Why I’m a Pastor

Sunday, November 13, 2011

The title “pastor” comes from the Latin word for shepherd. Jesus, Peter, and Paul all use the word shepherd to capture what it means to lead the church. Spiritual shepherding involves leading a flock, feeding them with God’s truth, protecting them from spiritual attack, and seeking them if they go astray.

Sometimes I’m asked why I would devote my time to being a pastor. The short answer is that I believe God has called me to serve in this way. But how do I know I am called?

My call to pastoral ministry began with a desire. Paul says in 1 Timothy 3:1, “It is a trustworthy statement: if any man aspires to the office of overseer, it is a fine work he desires to do.” The New Testament uses the terms pastor, overseer, and elder interchangeably.

Throughout high school I was planning to become a career military officer, so I entered my freshman year at the University of Southern California on an Air Force scholarship. I had only been a Christian for two years, but I began to realize that my real passion was to be involved in ministry. I felt that I wouldn’t be content doing anything else. So this desire started me toward ministry. I gave up my scholarship and made plans to transfer to a Christian college to study the Bible. But desire alone isn’t enough to confirm a call to pastoral ministry.
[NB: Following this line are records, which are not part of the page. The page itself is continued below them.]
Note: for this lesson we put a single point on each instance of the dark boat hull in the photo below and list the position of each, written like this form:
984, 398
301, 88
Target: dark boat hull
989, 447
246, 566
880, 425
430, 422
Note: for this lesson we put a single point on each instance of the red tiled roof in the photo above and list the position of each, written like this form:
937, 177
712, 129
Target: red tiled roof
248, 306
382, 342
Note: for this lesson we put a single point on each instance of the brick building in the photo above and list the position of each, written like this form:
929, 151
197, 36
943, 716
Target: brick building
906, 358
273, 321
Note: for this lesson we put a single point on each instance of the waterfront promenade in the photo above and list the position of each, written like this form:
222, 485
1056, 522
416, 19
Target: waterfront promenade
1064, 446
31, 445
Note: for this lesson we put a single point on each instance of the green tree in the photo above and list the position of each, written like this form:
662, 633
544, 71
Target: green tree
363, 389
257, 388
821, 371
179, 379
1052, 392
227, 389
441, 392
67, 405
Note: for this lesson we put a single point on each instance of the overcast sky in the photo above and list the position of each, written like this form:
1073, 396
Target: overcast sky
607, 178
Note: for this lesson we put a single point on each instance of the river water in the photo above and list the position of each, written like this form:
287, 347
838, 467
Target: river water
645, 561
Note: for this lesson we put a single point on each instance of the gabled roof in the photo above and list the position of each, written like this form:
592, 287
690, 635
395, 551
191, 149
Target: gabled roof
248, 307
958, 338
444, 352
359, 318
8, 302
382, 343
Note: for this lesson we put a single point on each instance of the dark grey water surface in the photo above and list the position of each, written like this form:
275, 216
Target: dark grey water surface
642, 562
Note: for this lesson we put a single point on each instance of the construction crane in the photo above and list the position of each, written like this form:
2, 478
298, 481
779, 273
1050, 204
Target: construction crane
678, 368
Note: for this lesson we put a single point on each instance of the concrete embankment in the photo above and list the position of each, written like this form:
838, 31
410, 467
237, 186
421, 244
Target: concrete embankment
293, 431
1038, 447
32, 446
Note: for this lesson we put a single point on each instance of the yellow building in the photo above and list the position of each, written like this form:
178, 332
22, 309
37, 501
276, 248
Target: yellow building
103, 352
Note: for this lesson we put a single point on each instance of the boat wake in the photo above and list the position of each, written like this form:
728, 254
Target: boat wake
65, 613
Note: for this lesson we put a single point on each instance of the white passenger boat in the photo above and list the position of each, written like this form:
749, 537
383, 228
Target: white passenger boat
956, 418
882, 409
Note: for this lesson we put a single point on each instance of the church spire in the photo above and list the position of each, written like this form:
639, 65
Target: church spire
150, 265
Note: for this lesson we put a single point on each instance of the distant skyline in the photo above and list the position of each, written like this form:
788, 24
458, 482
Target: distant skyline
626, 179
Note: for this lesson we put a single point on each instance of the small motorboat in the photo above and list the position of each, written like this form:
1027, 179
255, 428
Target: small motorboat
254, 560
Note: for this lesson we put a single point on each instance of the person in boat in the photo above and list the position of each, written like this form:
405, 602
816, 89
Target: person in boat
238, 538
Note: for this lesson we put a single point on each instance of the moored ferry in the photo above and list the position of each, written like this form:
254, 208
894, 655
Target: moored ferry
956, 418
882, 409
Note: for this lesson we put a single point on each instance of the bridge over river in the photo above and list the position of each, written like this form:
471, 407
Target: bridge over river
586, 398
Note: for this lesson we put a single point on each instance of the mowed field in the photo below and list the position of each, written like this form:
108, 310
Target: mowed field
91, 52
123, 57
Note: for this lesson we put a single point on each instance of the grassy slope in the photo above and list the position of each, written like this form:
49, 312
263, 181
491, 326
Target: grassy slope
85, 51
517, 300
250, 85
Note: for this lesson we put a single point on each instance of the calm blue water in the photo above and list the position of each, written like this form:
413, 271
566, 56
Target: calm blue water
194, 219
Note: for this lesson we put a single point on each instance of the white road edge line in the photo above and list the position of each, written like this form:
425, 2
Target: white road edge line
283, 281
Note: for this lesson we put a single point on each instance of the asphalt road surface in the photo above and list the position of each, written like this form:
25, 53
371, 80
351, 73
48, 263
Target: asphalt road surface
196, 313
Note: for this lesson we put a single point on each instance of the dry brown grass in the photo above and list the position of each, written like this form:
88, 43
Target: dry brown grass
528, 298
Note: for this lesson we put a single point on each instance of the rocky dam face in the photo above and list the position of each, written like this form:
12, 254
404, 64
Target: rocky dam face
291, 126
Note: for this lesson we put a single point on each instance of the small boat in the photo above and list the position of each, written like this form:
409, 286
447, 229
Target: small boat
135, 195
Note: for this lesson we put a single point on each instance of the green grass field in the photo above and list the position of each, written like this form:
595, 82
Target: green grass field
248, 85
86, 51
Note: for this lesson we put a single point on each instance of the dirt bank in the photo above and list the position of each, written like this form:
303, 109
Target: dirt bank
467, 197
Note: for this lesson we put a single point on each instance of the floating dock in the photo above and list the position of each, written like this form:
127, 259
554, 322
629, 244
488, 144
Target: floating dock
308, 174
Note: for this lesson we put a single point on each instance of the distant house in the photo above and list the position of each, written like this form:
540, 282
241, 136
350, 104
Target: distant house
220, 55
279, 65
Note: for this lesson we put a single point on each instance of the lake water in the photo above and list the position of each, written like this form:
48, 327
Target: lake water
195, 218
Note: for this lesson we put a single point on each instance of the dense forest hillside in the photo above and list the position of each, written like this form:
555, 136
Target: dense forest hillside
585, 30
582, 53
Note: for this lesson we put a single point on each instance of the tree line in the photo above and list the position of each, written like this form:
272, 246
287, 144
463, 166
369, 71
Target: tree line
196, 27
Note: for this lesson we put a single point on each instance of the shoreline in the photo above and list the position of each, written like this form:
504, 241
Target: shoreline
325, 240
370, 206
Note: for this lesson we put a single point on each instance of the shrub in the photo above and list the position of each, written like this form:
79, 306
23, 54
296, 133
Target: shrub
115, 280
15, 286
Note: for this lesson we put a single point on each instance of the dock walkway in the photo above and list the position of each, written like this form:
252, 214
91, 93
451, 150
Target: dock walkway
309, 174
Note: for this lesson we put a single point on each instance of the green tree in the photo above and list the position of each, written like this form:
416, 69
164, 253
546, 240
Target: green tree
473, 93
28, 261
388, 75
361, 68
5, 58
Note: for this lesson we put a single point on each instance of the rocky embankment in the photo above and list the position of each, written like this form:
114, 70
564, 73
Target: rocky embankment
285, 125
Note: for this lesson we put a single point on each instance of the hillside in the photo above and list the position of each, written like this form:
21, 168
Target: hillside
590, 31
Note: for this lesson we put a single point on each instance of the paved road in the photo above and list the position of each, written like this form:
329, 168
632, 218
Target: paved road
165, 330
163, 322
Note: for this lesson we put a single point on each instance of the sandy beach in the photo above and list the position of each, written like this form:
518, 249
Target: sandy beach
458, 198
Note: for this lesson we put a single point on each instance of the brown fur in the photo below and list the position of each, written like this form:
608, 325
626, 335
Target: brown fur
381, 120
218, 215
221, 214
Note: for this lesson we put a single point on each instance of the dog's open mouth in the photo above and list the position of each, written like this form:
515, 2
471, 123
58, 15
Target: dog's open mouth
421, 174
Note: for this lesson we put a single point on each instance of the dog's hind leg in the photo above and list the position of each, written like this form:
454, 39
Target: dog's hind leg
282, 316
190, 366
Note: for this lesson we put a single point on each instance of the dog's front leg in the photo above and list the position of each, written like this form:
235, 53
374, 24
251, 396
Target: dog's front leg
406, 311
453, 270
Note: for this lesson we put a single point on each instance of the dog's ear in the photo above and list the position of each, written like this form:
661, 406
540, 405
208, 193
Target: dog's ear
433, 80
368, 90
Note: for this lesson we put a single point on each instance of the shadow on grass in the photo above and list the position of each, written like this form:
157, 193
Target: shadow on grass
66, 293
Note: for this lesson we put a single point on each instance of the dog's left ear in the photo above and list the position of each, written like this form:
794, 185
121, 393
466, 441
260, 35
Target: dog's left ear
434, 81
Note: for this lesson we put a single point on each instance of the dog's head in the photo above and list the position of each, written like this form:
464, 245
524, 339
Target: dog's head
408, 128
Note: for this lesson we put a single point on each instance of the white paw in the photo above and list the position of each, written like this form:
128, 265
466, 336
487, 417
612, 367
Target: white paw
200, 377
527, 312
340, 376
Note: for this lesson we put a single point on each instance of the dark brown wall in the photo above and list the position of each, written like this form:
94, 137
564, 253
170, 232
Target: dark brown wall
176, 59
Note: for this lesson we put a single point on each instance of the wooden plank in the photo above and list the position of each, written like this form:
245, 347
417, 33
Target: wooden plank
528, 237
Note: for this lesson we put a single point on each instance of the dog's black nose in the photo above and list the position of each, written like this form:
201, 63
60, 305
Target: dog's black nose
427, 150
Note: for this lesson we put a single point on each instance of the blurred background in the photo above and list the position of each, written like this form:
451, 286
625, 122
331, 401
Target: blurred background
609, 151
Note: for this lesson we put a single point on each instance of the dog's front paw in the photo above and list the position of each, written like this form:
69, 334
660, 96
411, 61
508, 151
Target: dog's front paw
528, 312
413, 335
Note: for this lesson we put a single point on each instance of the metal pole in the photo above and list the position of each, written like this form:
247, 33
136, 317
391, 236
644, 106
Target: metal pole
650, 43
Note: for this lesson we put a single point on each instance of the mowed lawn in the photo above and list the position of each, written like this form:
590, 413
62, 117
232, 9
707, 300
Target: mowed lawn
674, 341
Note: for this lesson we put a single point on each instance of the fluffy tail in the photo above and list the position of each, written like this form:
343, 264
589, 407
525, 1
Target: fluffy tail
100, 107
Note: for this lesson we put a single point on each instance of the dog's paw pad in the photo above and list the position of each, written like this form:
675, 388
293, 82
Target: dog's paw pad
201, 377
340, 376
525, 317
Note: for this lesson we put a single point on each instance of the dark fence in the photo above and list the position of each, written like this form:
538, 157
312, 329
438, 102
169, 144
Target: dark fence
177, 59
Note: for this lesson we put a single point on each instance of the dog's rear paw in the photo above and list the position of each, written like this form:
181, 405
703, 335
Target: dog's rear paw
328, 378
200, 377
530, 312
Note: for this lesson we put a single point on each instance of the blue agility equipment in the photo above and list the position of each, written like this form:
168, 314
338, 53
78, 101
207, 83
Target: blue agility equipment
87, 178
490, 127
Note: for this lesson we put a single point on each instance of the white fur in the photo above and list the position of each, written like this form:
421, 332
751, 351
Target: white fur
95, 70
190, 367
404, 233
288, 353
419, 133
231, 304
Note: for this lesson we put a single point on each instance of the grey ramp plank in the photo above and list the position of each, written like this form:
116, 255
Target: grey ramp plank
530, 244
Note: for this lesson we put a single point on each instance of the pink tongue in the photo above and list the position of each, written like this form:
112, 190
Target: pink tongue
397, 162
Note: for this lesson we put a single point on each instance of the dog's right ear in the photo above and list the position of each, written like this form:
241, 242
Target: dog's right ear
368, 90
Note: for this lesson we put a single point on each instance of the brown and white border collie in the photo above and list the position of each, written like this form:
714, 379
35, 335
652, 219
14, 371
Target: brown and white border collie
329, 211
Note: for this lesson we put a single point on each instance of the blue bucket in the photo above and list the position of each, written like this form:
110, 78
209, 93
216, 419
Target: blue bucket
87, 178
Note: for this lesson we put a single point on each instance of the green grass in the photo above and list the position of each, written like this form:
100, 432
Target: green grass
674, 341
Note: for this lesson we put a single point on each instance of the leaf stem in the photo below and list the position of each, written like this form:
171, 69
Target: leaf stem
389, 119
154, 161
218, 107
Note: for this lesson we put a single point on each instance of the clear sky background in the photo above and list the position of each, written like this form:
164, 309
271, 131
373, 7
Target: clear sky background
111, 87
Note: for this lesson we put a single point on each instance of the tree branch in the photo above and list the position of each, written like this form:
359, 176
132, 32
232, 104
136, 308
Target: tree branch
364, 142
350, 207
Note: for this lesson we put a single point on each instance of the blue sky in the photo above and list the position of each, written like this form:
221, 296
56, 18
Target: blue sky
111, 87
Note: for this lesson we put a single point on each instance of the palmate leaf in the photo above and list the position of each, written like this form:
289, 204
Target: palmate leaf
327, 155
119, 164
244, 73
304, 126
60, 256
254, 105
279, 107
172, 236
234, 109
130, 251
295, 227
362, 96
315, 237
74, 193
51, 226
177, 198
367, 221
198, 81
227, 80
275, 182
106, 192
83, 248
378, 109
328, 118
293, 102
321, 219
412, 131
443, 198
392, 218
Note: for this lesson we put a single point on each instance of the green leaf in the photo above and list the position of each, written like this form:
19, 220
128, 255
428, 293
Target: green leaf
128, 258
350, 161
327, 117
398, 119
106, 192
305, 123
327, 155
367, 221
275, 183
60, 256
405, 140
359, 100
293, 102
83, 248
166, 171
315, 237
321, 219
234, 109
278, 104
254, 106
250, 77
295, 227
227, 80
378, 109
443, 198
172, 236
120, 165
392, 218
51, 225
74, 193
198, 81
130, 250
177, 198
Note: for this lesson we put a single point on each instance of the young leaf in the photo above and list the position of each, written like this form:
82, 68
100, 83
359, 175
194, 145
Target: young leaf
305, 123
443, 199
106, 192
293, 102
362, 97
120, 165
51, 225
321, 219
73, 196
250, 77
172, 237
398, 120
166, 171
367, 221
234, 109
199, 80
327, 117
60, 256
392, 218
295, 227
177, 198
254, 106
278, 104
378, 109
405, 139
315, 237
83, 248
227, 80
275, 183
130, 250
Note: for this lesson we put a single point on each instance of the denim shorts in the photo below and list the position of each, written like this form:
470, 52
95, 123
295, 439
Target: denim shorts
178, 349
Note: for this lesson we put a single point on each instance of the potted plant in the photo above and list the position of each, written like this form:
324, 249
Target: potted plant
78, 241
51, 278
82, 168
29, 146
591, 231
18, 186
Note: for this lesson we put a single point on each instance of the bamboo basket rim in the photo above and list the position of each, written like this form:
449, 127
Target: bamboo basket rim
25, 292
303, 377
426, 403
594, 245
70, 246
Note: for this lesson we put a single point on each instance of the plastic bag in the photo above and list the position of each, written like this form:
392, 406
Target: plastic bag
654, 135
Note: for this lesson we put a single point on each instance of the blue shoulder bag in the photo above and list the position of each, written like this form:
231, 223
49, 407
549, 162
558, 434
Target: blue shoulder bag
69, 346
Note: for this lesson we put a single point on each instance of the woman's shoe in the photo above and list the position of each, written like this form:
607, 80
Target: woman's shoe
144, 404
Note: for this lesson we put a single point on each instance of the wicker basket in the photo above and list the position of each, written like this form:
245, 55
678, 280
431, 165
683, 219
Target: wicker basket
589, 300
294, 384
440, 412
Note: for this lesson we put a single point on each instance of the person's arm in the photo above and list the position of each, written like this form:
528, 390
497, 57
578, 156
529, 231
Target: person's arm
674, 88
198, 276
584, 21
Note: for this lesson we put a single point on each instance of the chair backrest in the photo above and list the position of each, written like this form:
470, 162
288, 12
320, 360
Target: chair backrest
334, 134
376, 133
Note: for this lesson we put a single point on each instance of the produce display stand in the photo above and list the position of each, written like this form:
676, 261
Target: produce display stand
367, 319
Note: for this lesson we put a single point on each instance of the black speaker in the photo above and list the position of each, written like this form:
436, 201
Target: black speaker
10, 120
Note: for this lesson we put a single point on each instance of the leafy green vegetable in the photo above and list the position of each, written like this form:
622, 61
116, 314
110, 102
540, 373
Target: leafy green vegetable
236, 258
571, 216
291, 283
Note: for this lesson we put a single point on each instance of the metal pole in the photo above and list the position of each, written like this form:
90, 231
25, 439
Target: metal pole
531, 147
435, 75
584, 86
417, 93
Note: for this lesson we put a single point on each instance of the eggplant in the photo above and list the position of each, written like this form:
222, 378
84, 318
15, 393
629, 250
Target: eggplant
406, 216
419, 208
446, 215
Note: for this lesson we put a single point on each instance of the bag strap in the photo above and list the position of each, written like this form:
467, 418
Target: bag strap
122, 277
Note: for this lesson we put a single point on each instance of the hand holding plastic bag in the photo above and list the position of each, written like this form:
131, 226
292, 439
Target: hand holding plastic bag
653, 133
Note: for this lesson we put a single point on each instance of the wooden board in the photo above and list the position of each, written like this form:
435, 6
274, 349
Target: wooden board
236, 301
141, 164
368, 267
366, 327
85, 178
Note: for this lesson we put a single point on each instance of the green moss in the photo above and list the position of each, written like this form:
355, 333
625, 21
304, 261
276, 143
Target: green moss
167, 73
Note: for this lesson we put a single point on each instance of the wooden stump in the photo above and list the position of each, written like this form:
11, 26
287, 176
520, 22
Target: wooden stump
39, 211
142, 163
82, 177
A call to ministry must also be affirmed by other church leaders. Paul guided his coworkers Timothy and Titus in identifying church leaders by giving them a list of essential character qualifications (see 1 Tim 3:2-7 and Titus 1:5-9). He cautioned Timothy, “Do not lay hands upon anyone too hastily and thereby share responsibility for the sins of others” (1 Tim 5:22). When a group of elders laid hands on someone it was a way of recognizing and affirming their call, and as this verse indicates it was a very serious action.

To really know someone’s convictions and character takes time. In my case, there were times when this process of affirmation seemed excruciatingly long. After I completed three more years of college and another four years in seminary, the Lord graciously provided me and my family with the opportunity to move to Michigan and serve on the pastoral staff at Calvary Bible Church. My ministry there afforded me the opportunity to grow and develop relationships with other leaders so that they could really know me. After five years, Calvary’s elders formally affirmed my call to ministry.

When Paul addressed elders from the city of Ephesus, he said, “…the Holy Spirit has made you overseers, to shepherd the church of God which He purchased with His own blood” (Acts 20:28). I’m grateful for the way the Spirit  has worked in my life and continues to work to give me the desire to serve, to teach me to understand and explain Scripture, and to keep forming my character.

It was five years ago this month that I began preaching every Sunday morning at this location that we now call Calvary Bible Church East. I count it an incredible privilege to devote my time to serving God here, and I’m blessed to see the great church family that God continues to build.